Chapter 7: Visibility
The Hunter Association’s anomaly division operated out of the fourteenth floor of a glass tower in Yeouido that had been, until seventy-two hours ago, a mid-tier financial consulting firm.
The Association had acquired it on Tuesday afternoon — emergency requisition, standard new-world protocol, the consulting firm’s staff arriving Wednesday morning to find their keycards deactivated and a very apologetic letter of compensation waiting in their emails.
Speed over courtesy. That was the operating principle of the first week.
Floor fourteen was now three rows of analysts, six server towers running continuous panel data, and one woman who stood at the floor-to-ceiling window with her hands clasped behind her back and looked at Seoul like she was already responsible for it.
Her name was on the organizational chart as COMMANDER YUNA VALE — ANOMALY ASSESSMENT DIVISION, TIER 1.
She was thirty-one. She had the posture of someone who had decided very early that rooms arranged themselves around her rather than the other way around. Her Hunter rank was SS — one of eleven SS-ranks confirmed globally in the seventy-two hours since registration, a number so small that each one of them had already become a geopolitical variable.
She hadn’t entered a Gate yet.
She didn’t need to. What she was doing here was worth more than anything she’d accomplish clearing Gates.
"Pull it up again," she said.
Behind her, an analyst complied without comment. The main display screen populated with a panel data readout — anomaly flagged, tier two review, name at the top.
DILLAN RUREN. AGE 22. RANK: F—. ABILITY: UNCLASSIFIED.
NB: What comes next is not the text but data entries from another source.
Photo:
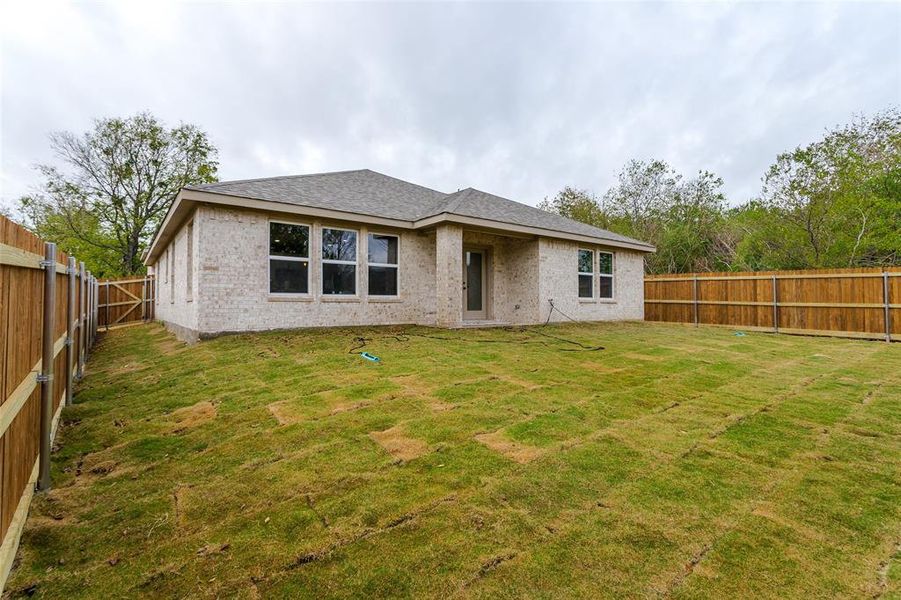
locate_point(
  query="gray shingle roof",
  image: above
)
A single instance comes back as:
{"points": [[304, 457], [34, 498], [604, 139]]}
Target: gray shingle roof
{"points": [[369, 193], [482, 205], [362, 192]]}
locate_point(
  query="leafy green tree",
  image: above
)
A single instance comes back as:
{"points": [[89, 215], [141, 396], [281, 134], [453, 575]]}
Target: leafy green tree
{"points": [[652, 202], [838, 200], [119, 180]]}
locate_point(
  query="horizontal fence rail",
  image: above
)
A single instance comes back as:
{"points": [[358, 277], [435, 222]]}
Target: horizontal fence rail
{"points": [[47, 327], [854, 303]]}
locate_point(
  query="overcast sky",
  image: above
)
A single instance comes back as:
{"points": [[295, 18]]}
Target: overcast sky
{"points": [[514, 99]]}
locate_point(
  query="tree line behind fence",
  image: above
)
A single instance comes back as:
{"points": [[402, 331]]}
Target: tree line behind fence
{"points": [[48, 323], [858, 303]]}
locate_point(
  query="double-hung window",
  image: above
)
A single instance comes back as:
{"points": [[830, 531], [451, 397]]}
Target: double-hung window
{"points": [[586, 273], [339, 262], [605, 274], [382, 261], [289, 258]]}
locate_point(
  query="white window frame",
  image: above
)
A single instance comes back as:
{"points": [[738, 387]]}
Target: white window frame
{"points": [[583, 273], [272, 257], [396, 266], [189, 262], [611, 276], [172, 256], [329, 261]]}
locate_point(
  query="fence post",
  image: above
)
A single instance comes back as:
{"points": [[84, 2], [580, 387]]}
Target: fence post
{"points": [[96, 321], [70, 328], [694, 297], [89, 316], [775, 305], [888, 313], [47, 356], [82, 319]]}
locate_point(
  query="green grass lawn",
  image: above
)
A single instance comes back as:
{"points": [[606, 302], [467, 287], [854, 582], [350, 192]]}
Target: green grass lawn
{"points": [[677, 462]]}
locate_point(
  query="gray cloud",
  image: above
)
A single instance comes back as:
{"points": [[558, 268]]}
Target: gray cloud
{"points": [[515, 99]]}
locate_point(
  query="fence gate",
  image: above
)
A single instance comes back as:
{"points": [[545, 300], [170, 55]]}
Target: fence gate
{"points": [[123, 302]]}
Below it, three Gate clear records in three days. D, C, B. Solo or near-solo. Time stamps. Essence absorption metrics that the system had recorded automatically and flagged because the numbers were wrong — not wrong like an error, wrong like a scale applied to something that didn’t fit the scale.
"Essence absorption rate," she said.
"Thirty-one times the B-rank average for the third Gate," the analyst said. "And accelerating. Each Gate the rate increases proportionally to the previous — not linearly, exponentially."
"So by the time he hits an A-class Gate—"
"The projection models break down. The curve goes vertical."
She was quiet for a moment.
"Unclassified ability," she said. "The system can’t assess him."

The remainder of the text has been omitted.